Phyllis Bridges credit Jordan Greenby Jordan Green

Phyllis Bridges wants to use documentary film as a tool to recognize the psychological wounds of the 1960s  civil rights struggle in High Point so the city can heal.

Phyllis Bridges was born in High Point in 1964 — the year of Freedom Summer in Mississippi and the year President Lyndon B. Johnson signed the Civil Rights Act into law. It was a time of mass marches to desegregate public facilities across North Carolina and violent repression against civil rights activists in the Deep South.

Bridges attended integrated schools in High Point in the 1970s and ’80s, and eventually pursued a career as an interior designer in Washington, DC and suburban Maryland.

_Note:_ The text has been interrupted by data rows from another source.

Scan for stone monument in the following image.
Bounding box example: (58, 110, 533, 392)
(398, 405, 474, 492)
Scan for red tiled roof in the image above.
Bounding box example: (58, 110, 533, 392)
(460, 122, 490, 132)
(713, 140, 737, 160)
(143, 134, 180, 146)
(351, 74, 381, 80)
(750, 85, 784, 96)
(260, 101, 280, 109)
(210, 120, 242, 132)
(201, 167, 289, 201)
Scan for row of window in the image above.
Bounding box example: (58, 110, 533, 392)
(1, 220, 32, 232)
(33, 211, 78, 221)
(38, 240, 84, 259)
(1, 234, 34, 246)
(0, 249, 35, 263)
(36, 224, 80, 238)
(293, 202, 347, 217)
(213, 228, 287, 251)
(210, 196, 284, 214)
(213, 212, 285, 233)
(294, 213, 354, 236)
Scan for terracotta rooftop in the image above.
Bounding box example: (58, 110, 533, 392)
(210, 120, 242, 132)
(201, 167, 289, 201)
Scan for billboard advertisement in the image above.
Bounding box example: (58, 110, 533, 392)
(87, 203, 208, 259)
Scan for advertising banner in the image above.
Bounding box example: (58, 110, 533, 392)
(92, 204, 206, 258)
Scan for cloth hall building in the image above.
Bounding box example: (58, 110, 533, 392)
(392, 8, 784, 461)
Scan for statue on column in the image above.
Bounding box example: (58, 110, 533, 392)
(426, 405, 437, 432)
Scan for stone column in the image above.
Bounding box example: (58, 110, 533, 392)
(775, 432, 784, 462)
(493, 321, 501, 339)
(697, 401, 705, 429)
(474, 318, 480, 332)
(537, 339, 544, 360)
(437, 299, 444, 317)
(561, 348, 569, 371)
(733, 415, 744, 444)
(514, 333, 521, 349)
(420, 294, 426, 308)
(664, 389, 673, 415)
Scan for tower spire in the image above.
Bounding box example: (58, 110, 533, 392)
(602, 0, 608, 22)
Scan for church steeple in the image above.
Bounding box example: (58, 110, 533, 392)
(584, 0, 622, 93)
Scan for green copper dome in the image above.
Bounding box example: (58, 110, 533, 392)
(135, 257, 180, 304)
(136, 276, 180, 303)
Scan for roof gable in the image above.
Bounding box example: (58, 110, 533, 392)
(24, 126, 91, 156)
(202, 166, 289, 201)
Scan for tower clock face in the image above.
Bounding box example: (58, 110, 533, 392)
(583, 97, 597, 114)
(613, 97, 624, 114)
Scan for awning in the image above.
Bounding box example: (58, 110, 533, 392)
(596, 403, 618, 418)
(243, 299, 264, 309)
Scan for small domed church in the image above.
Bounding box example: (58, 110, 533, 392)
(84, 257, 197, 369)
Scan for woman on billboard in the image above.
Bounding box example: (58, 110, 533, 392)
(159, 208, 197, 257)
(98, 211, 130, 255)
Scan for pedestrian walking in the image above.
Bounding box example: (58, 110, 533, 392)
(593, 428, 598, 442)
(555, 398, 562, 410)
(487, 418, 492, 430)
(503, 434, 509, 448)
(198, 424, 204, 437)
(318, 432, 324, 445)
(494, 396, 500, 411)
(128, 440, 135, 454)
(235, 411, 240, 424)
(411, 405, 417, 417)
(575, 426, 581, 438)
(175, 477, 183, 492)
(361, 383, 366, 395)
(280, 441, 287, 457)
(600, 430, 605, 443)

The extent of her knowledge about the High Point civil rights movement was that 26 students sat in to integrate Woolworth’s in 1960 and that sisters Brenda and Lyn Fountain desegregated the city schools in 1959. After returning to High Point, Bridges opened Yalik’s Modern Art, an African-American art gallery that operated on Washington Street from 2008 through 2013. Elder visitors to the gallery who lived the history of the civil rights struggle began to fill in the picture for Bridges with photo-filled scrapbooks and reminiscences.

On a recent Saturday morning, as she sat at a table in the Heritage Research Center of the High Point Public Library with copies of archival newspaper articles splayed in front of her, Bridges wistfully appraised the qualities of the older generation.

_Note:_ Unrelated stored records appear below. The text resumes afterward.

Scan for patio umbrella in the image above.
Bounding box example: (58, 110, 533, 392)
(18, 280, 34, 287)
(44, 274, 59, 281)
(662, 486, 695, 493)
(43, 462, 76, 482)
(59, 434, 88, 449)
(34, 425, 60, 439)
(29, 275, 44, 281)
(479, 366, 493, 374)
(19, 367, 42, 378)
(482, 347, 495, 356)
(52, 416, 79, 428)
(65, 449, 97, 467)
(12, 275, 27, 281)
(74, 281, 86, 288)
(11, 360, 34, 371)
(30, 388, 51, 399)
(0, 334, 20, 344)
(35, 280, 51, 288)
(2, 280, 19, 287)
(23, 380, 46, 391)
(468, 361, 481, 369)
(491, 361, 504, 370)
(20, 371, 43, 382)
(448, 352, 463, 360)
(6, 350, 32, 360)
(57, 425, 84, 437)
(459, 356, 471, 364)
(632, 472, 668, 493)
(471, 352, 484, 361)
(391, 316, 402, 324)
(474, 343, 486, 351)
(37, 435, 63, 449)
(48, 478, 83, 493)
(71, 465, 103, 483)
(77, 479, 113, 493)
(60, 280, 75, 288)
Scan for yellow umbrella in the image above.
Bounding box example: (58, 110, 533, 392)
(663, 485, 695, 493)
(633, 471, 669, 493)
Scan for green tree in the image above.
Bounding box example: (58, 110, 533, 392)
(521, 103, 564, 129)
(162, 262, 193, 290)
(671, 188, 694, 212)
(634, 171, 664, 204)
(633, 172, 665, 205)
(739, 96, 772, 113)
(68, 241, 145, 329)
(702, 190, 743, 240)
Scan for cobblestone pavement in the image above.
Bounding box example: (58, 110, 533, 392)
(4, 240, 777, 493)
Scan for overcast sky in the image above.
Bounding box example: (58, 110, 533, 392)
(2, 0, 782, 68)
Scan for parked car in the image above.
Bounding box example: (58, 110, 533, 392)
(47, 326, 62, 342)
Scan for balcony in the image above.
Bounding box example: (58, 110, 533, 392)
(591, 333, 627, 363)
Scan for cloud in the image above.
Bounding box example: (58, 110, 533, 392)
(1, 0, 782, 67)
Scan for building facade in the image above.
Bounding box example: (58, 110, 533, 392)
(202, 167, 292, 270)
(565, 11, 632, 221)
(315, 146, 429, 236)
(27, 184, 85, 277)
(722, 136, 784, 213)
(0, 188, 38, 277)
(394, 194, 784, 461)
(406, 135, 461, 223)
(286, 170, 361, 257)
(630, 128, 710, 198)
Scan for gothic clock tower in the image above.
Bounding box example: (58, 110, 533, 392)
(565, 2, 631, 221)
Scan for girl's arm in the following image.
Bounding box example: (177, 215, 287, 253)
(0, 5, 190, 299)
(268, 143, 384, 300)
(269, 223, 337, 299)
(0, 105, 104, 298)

“If we had these same warriors like we had in the ’60s in High Point, we’d be a little further along,” she said. “We don’t have these fighters. These people were willing to die. Leaders today are more about me, what I can accomplish and what’s on that résumé.”

Meeting some of the activists who put their lives on the line in the ’60s whetted Bridges’ appetite to dig deeper and set her on a path to become a documentary filmmaker. Her first film, High Point: A Memoir of the African American Community, broadly covered the city’s black history and premiered at High Point University in January. Her second film, The March on an All-American City, narrows the focus to the 20th century civil rights movement from 1949 to 1969 and is scheduled for release next summer. Bridges launched a crowdfunding campaign through GoFundMe in September to raise $8,000 to finance the film.

The new film will begin with the desegregation of the public swimming pools at City Lake Park in 1949, Bridges said.

“I don’t want to tell what’s in here,” Bridges said, gesturing to the newspaper clippings. “I want to go in between and deeper. Some of [the activists] went beyond High Point. In my interviews I learned that one of the little girls who integrated the pool went on to be a leader in Freedom Summer in Mississippi. I was like, ‘Wow.’ Ronald Moose was one of the first males to integrate Central High School. [Arlene Wilkes] and Ronald Moose ended up going to Tennessee to teach a workshop on nonviolence.”

There were three organizations at the forefront of the movement in High Point — Congress of Racial Equality, the Student Nonviolent Coordinating Committee and the NAACP — Bridges said, and Wilkes was active in all three. The Rev. B. Elton Cox, a local pastor who organized the 26 students from William Penn High School to sit in at Woolworth’s, served as national field secretary for the Congress of Racial Equality and participated in the interstate freedom ride in 1961.

Compared with the bloodshed in Mississippi and Alabama, desegregation in High Point and other North Carolina cities went relatively smoothly, but Bridges pointed to an archival 1963 news photograph showing police lining the street in front of a downtown movie theater with a cutline referencing black protesters and white hecklers as an indication of the stakes. Some people today want to minimize the tension, but the facts she’s uncovered suggest otherwise.

“It got tense enough to where tear gas was used, and water hoses were on standby, but they were never used,” Bridges said. “Okay, you’re using tear gas and water hoses are on standby, so it had to be a little tense around here.”

Many of the local veterans have put their experiences on the frontline of the struggle behind them, but Bridges said they come to life when they talk about what they went through.

“Some of these people, once they go down memory lane you can see they have that fire,” she said. “They can’t live it again, but you can see they’ve still got that fire. Their memories are sharp.”

As someone who attended integrated schools, Bridges was struck by the suppressed pain that she uncovered when she started interviewing elders who endured spitting, racial slurs and threats of violence when they took to the streets to protest segregated facilities.

“Some of the pain and anger is still there,” she said. “There has never been a complete healing. It’s, ‘This is what was done to me or said to me, but I still feel it.’ This is a discussion that needs to take place, but we don’t have the guts.”

Acknowledging the hurt that was inflicted is difficult for both sides, Bridges said.

“With older people, they don’t want whites to know what they said or did hurt them,” she said. “And whites don’t want to admit what they did. The person who threw an egg or made a racial slur might be a Christian who goes church now, so they feel that we should just leave it alone and we’ll be fine. And we’re not fine.”

When The March on an All-American City is complete, Bridges wants everyone — black and white, old and young — to see the film.

“They can tell me,” she said, “but the person who hurt them needs to hear it.”